"Then God bless her!" said Joram; "her father's Hall of Mildenham can show the marks of Cromwell's bullets. And your master, gaffer Englishman—his name?"

"Marmaduke Langstone," answered the servant, hesitatingly.

"Who commands a corps of Red Dragoons on the borders of Bedfordshire?"

"The same."

"Then hell's malison on him for a false, canting, prick-eared, round-headed, double-dyed traitor!" exclaimed the chaplain, furiously, as he attacked a cold sirloin, with the same energy as if it had been the proprietor. "He is now tracking us from place to place; but if he comes within reach of our cannon—Gadso! let him look to it."

A sumptuous breakfast of cold roasted beef, venison pies, broiled salmon, white manchets, cheese, butter, eggs, milk, possets of sack, tankards of spiced ale, coffee, &c. had been spread on the table of the dining-hall, by the timid English servants, whose dread and aversion of their unwelcome guests often made the latter laugh outright.

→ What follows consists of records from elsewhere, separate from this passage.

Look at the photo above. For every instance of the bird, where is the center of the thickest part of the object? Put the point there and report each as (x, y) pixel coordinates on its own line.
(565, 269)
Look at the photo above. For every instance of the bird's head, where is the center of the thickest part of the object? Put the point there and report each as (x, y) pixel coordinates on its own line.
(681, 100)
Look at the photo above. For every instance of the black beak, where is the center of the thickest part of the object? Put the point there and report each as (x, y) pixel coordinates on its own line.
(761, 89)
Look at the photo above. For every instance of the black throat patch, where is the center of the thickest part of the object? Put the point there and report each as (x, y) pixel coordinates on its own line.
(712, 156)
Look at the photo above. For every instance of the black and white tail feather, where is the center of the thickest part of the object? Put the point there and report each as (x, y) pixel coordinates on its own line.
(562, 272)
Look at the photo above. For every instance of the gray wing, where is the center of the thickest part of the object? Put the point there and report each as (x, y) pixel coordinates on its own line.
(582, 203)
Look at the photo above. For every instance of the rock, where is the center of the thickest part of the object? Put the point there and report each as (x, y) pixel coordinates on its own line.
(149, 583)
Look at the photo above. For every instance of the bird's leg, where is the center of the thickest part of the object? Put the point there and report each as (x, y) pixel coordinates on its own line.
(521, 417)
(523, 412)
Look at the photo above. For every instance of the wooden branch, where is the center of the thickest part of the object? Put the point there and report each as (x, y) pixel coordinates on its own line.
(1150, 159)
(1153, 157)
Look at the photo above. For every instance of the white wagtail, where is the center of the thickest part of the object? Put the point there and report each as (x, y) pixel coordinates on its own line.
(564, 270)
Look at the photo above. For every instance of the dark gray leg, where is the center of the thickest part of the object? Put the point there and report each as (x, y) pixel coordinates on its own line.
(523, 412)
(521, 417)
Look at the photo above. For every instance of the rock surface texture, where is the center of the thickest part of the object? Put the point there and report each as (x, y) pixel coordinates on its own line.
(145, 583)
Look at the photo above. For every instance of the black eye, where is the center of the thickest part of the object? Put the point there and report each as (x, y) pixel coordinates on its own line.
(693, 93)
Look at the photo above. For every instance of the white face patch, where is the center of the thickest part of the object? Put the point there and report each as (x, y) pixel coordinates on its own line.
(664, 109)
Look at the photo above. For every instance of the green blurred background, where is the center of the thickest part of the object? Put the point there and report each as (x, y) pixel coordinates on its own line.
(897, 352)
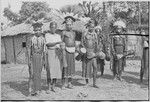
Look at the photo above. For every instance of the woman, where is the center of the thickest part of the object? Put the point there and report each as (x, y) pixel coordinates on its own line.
(53, 42)
(37, 49)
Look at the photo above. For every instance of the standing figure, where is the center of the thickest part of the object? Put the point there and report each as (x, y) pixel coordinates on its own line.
(100, 61)
(145, 58)
(89, 42)
(118, 51)
(68, 37)
(37, 50)
(53, 42)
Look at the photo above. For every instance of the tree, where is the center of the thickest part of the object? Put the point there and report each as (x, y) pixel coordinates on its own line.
(10, 15)
(29, 11)
(75, 9)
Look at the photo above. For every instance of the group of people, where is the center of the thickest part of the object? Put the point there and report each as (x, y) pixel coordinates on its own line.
(56, 53)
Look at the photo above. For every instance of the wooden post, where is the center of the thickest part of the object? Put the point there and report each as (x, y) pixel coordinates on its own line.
(149, 34)
(5, 50)
(14, 49)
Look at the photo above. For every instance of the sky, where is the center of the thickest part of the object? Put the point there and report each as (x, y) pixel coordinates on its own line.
(16, 4)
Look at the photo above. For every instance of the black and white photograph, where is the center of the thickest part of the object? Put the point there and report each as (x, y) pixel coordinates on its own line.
(63, 50)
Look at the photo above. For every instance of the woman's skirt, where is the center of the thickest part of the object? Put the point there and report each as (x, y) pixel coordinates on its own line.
(37, 68)
(69, 71)
(54, 63)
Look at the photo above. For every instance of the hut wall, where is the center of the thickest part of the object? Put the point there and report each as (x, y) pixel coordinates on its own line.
(9, 49)
(134, 43)
(2, 50)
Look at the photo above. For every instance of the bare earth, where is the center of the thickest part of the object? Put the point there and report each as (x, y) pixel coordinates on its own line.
(14, 85)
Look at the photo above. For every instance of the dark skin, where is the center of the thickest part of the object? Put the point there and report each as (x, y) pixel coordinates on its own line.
(53, 30)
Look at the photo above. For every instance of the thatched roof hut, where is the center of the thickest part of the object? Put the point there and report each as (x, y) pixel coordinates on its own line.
(13, 43)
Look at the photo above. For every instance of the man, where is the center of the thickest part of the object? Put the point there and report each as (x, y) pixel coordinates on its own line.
(68, 37)
(118, 51)
(89, 42)
(145, 57)
(100, 37)
(37, 50)
(53, 42)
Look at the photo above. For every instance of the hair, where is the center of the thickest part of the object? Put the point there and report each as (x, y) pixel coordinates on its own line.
(53, 23)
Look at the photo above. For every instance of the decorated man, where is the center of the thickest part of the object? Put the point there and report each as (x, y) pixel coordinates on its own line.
(89, 42)
(68, 37)
(37, 49)
(118, 50)
(101, 46)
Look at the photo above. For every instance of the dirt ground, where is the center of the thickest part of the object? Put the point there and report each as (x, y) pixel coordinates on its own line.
(14, 85)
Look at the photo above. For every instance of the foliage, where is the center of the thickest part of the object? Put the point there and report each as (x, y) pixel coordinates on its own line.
(75, 9)
(92, 10)
(11, 15)
(29, 11)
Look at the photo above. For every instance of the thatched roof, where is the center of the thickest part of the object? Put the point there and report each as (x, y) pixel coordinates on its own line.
(18, 29)
(27, 28)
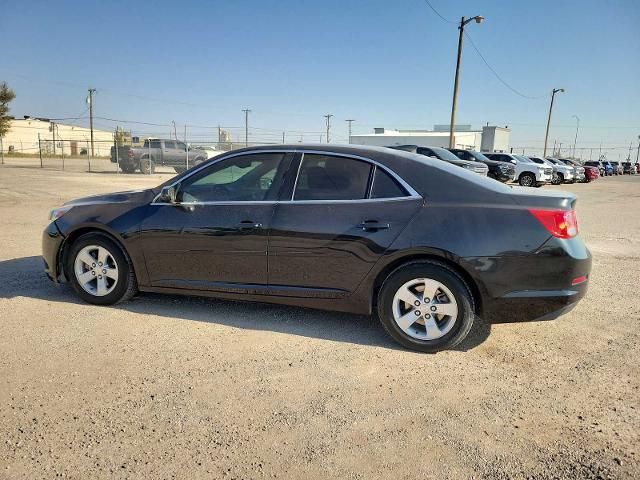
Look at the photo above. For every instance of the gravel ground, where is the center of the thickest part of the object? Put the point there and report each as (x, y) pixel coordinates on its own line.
(175, 387)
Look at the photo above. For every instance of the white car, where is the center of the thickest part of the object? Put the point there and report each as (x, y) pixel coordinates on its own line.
(528, 173)
(561, 173)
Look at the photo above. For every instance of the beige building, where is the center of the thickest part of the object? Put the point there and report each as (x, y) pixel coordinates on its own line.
(55, 138)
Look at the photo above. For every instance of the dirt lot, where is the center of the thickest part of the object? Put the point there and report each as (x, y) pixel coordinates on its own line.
(173, 387)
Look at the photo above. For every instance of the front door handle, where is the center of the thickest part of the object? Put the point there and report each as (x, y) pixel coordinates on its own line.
(249, 225)
(373, 225)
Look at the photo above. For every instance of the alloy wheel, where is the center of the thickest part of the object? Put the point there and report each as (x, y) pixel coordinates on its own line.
(96, 270)
(425, 309)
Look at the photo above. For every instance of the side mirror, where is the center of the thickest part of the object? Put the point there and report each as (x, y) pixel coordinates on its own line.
(168, 195)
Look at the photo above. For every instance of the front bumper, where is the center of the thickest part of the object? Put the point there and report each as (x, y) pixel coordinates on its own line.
(51, 241)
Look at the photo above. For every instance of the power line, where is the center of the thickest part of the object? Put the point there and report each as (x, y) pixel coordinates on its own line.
(438, 13)
(496, 73)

"I am glad," said Walter, as he breakfasted, "we have taken quarters in the house of so false a traitor. I should like much to have a horse; and, for the service of King James, I will mulct him of the best in his stable."

Wemyss and other soldiers, who occupied the lower end of the long oak table, were feasting, with all the voracity of famished kites, on the rich viands; but while hewing down the great sirloin in vast slices, Hab Elshender declared that he "would rather have a cogue of brose at his mother's ingle-neuk, than the best that bluff England could produce."

"And well I agree with thee, friend Hab," said the veteran Wemyss. "My heart misgives me, we will be sorely forfoughten, ere we see the blue reek curling from our ain lumheeds. But here is to Dunbarton—God bless his noble heart, and the good old cause."

"Good Wemyss, and you, my brave lads," said Dr. Joram, from the head of the table, "I crave to drink with you."